September 09, 2006

Writing from Privilege

After all where is it written that only the underprivileged make more compassionate authors, or even more compelling subjects for authors?

 

Derek Walcott in his latest work The Prodigal considers himself lucky to be writing “from the privilege of all your wits about you in your old age”. Much of his poetry is filled with painterly metaphors for his world citizenship, and in particular for his native St Lucia, its sea salted folk, their kweyol interlaced lives. You sense always the investment of the poet’s entire life in his poetry and paintings, life & art wrapped like a monumental gift for his island people: “you whom I loved first”.

 

David Dabydeen’s writings reflect a very different kind of privilege, that of metropolitan residence, university education, scholarship & research skills, plus the cornucopia of words that could build up from academic discourse. His subjects have been The Old Empire, the transatlantic journeys of indentured souls, the truths that lie hidden in famous paintings or submerged in historical records.

 

But in this reissued first novel The Intended (2005) the subject is really himself, his personal journey to England after 12 early years in Guyana, and his success at replantation and self-renewal overseas.

 

The Intended won the Guyana Prize for Literature in 2002. A Guyanese reader might be overly impressed by the prose flow (‘The boy could write.’) the way back in the days people in the market square were overly impressed by the oratory of lawyer-politicians trained in England (‘If you hear the man speak!’) Like Walcott he reveals a penchant for painterly description; there is much first-book energy deserving of notice, and a good deal of EngLit insights to raise approving eyebrows.

 

You come away thinking that despite its Guyana origins the novel seems pronouncedly British in its concerns and accomplishment. Not that there’s anything shape-shifty about that.

 Semi-autobiographical first novels are often an announcement of pubescent writerly talent. The Intended is really a showcase of literary talent which Dabydeen has already developed to produce highly praised books of poetry and fiction. In the reader’s mind back home there should be little doubt: The man could write! 

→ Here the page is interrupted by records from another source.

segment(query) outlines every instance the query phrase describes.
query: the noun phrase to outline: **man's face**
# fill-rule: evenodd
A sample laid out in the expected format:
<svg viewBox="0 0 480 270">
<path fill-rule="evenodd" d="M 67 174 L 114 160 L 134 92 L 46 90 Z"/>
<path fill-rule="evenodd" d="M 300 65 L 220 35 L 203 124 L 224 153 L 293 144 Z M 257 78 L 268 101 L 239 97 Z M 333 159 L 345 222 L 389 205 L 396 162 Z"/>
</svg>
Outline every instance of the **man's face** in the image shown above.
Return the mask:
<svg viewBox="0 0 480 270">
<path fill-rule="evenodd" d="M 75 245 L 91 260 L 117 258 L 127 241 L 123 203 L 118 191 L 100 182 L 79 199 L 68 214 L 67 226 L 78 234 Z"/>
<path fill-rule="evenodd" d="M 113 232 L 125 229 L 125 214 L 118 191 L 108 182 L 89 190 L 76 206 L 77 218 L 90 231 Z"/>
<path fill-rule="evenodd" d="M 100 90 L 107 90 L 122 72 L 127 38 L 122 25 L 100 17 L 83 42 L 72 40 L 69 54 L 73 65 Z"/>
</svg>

His central character, a Guyanese Indian, comes to England to get an education. Quite suddenly he finds himself down on his luck and dependent on British social services and security cheques. His days are spent just getting by on the margins though you’d never know it if he didn’t remind you. Compared to the rough-and-tumble migrancy of Sam Selvon’s London fellas or George Lamming’s boat migrants, his day-to-day street hardships seem trifling; they’re eased considerably by the fellowship of two friends, Shaz of Pakistan and Joseph, a homeless Rastafari youth.

 

On occasion the plot ushers in two white girls from privileged homes (Monica and Janet) to focus our attention on the young men’s heterosexual growth; but for the most part the three lads drift a lot and ‘ol talk a lot.

 

They talk about “O” Level & “A” Level exams, about sex, about Joseph Conrad’s novel “The Heart of Darkness”, Milton’s Lycidas”, Chaucer’s “The Canterbury Tales”. They find summer jobs, lose touch for awhile. The Rasta youth gets arrested, then becomes a fugitive from the law. But always they find each other again, and a sense of shared responsibility & caring develops among them.

 

Self-absorption (that deepens into voluble self-awareness, though not quite angst) fairly well sums up the predicament of the Guyanese narrator. Even after he befriends the other characters, something keeps him psychic yards away from England’s cultural mixing. From this detached point he offers insights into uncertain citizenships in British society, the problems of adaptation for brown and black newcomers, the attitudes of English people, those money-grubbing Pakistanis, those shiftless dancehall Jamaicans; and how hard it is for everyone to get along.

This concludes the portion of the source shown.